Implicitly, these suggestions call for an enormous volume of financial and technical aid to the underdeveloped countries, not only because this is required for the development of the underdeveloped countries but because it will put pressure on the Soviet bloc. For each 1 percent of gross national product which the free industrial countries devote to aid, the Soviet bloc would have to devote probably 2 or 3 percent of theirs. Finally, in addition to putting economic pressure on the Communist bloc through raising the ante in the aid game, the rules of the East-West trade game should be stringently tightened.
It should be noted that most of the changes suggested here call for the modification or elimination of government programs which have been instituted for the particular benefit of private pressure groups. Tariffs, price supports, import quotas, tariff preferences in overseas markets and the like are not expressions of the efficiency of a private economic system. They are, in the long run, bars to efficiency. One major task of free governments in the contest with the Soviet Union is to prevent private interests from falling victim to Lenin's prediction that capitalists would sell to socialists the very rope with which socialists intend to hang them.
The basic issue in our foreign economic policy is whether we are going to fight the cold war to win it or not. If we are going to win it, we will have to base our policies upon the facts of today's world rather than upon the economic precepts of the nineteenth century.
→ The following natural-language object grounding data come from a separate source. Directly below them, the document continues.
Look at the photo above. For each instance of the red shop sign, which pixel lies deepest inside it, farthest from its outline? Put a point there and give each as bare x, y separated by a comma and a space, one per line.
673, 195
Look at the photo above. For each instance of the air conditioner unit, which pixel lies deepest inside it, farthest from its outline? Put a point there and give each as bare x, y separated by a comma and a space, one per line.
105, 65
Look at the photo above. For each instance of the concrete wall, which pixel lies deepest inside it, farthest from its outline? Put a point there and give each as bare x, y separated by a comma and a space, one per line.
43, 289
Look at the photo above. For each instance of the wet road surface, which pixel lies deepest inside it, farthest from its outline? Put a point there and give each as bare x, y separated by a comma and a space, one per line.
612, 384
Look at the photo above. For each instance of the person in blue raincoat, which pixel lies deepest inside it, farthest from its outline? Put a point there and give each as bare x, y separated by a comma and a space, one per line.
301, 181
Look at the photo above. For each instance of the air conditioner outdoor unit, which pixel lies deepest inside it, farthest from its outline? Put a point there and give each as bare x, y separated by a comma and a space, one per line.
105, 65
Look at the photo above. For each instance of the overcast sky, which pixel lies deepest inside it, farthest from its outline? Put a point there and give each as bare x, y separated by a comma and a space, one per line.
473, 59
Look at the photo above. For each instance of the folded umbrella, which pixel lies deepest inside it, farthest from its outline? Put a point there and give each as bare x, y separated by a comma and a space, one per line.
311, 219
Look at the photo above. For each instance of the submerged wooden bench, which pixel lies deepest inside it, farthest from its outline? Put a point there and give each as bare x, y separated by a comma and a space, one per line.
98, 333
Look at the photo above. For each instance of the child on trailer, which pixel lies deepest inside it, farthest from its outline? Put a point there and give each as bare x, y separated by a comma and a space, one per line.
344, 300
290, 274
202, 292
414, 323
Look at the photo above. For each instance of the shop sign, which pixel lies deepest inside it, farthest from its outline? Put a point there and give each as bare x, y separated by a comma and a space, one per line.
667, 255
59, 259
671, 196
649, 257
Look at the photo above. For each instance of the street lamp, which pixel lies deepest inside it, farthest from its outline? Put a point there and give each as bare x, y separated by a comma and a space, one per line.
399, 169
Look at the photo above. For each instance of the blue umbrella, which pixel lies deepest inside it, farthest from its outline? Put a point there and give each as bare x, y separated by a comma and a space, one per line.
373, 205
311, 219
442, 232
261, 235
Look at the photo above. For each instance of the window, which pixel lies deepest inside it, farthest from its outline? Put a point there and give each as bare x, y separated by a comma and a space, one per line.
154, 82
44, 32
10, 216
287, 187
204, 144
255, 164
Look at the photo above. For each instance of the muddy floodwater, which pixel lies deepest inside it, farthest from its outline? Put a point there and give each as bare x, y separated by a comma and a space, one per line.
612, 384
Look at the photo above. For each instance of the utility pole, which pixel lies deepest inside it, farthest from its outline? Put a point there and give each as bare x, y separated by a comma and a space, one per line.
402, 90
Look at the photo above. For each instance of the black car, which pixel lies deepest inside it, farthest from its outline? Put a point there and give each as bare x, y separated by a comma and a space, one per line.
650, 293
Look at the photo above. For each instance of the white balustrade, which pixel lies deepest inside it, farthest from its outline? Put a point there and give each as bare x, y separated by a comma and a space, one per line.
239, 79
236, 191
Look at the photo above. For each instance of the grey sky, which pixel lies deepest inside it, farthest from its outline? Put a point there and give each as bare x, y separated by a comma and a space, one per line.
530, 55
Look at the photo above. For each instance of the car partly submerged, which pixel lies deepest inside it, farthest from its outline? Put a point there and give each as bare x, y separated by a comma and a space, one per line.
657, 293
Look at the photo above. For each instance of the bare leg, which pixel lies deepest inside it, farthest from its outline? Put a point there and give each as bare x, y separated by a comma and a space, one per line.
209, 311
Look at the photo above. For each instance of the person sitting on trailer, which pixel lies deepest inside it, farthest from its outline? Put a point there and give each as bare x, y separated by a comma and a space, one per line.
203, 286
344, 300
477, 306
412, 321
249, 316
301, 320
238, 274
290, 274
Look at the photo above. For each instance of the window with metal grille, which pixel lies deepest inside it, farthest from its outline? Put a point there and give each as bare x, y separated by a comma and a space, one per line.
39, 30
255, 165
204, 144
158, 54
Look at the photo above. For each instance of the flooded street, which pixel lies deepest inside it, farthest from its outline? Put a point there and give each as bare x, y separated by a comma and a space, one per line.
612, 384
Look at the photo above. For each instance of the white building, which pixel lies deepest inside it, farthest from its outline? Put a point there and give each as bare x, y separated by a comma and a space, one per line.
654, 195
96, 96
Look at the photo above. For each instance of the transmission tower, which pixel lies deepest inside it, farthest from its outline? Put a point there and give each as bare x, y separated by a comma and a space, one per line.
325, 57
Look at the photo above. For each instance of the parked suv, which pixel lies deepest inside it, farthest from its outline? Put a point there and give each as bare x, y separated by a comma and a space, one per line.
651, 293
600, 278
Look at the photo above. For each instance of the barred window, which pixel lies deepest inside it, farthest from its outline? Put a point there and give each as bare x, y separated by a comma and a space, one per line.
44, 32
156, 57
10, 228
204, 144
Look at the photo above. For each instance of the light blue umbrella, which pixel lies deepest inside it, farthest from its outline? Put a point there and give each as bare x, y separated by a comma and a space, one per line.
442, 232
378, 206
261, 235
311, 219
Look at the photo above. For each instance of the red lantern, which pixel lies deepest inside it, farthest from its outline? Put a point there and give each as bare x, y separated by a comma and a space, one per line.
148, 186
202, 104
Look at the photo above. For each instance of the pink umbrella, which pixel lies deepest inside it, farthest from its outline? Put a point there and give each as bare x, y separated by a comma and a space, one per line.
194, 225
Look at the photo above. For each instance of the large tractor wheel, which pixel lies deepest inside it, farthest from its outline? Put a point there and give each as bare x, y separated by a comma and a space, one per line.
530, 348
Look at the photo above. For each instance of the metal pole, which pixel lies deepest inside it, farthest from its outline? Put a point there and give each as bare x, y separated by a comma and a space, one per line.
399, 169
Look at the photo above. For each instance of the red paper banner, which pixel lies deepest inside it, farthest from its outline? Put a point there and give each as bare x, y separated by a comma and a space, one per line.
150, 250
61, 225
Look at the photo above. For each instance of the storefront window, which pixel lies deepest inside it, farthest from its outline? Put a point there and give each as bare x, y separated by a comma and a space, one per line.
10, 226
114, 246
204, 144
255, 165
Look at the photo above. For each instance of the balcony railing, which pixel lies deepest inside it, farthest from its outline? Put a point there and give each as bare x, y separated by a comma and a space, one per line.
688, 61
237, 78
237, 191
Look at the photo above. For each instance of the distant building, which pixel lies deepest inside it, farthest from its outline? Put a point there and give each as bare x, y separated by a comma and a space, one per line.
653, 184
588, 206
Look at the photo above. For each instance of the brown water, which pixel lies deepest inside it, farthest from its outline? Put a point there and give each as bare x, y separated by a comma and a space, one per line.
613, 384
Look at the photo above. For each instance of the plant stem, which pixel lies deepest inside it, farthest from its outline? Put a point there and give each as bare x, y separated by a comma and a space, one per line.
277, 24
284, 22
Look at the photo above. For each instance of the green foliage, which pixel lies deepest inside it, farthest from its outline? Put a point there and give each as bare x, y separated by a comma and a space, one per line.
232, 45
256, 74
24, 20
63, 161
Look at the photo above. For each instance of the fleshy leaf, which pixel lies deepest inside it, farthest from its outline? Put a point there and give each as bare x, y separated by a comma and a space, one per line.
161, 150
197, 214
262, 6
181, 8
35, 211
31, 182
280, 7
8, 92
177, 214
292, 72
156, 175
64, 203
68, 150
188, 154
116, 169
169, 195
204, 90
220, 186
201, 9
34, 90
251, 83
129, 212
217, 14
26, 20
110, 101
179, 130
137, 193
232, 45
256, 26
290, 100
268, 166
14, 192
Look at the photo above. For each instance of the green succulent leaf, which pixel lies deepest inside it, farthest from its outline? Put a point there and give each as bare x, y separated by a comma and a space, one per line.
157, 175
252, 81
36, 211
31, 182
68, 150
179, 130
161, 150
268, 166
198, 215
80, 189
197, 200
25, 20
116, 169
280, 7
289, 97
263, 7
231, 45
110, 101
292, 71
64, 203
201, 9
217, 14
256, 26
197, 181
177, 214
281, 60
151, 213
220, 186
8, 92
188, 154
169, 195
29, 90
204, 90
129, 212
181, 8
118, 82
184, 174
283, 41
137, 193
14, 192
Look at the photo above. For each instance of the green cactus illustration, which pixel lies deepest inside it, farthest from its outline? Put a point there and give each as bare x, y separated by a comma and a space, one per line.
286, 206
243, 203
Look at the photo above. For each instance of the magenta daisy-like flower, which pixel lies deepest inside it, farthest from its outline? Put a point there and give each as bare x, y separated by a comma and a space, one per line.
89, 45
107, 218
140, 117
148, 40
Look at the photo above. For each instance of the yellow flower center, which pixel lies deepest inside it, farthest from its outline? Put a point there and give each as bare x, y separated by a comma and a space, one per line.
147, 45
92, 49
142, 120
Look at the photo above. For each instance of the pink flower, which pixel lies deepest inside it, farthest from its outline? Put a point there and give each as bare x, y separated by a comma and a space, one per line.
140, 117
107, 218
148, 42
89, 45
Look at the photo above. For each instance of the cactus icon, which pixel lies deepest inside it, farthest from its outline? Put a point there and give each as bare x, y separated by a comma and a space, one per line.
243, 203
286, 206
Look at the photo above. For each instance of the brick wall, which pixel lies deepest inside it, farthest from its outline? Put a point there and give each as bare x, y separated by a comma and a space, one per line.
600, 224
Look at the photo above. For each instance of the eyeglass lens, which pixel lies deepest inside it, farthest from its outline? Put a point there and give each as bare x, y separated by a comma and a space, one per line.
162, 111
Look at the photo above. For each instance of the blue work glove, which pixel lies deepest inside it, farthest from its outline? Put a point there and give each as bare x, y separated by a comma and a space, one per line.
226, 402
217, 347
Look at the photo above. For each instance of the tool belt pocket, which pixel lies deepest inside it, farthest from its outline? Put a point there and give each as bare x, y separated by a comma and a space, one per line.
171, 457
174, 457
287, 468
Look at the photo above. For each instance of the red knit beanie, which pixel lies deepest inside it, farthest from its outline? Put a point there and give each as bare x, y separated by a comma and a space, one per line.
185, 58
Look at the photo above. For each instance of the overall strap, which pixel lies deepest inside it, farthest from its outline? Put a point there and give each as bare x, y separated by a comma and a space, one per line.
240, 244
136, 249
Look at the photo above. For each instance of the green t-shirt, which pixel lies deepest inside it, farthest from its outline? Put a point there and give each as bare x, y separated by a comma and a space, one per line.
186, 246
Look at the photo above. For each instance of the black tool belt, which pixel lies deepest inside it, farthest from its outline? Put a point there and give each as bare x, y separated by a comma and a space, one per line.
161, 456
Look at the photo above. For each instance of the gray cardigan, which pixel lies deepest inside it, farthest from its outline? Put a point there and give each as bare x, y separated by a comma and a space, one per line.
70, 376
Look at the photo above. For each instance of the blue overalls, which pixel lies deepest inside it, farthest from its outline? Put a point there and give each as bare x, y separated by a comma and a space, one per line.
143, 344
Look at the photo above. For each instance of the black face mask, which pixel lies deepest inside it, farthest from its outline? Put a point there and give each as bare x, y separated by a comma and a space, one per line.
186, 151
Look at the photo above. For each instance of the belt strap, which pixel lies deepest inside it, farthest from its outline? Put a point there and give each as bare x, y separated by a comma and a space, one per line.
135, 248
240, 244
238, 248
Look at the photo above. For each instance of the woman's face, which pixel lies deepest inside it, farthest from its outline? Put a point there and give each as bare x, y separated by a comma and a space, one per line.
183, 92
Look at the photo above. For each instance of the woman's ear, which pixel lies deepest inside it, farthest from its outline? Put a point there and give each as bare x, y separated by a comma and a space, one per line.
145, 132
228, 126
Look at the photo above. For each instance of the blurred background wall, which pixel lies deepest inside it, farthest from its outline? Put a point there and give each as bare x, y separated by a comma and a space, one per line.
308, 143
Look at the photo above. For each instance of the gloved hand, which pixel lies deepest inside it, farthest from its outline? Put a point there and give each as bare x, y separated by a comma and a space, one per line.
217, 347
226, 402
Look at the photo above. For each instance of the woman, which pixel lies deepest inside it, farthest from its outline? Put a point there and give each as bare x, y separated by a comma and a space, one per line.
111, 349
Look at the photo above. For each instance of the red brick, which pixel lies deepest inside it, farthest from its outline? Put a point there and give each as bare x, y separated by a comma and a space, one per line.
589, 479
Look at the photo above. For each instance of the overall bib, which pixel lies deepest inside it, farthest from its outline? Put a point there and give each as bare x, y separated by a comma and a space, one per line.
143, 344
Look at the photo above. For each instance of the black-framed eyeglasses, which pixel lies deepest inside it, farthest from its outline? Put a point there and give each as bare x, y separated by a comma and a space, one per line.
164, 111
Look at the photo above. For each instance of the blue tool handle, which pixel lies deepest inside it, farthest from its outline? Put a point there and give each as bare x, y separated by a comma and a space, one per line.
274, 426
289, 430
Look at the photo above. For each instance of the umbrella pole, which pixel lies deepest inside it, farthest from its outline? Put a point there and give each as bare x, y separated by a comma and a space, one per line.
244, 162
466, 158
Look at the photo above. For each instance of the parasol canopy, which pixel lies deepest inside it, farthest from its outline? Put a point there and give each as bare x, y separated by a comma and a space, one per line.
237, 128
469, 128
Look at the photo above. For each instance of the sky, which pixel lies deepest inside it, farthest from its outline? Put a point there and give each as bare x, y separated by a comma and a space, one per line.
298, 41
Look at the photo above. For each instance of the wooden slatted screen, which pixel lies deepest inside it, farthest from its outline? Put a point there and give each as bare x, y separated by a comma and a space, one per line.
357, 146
[i] Supplementing these traditional liberal arrangements are a number of relatively new international institutions: the International Bank and the Fund, the International Finance Corporation, the International Development Association, the United Nations Special Fund and the Inter-American Bank. Other supplements are supplied by national lending agencies such as our own Export-Import Bank.
[ii] A specific proposal must await the results of comprehensive tariff comparisons now being made in coöperative studies by the British PEP, the Federation of Swedish Industries and the U.S. Committee for Economic Development.
[iii] The purchasing power of Ghana, for example, is about that of Rochester, N.Y., but its market is heavily concentrated in low-income items. Nigeria, the most populous country in Africa, has a purchasing power about that of West Virginia and its market is similarly skewed. It is instructive to consider to what a small extent industry is supported by the local market in places like Rochester or even the whole state of West Virginia.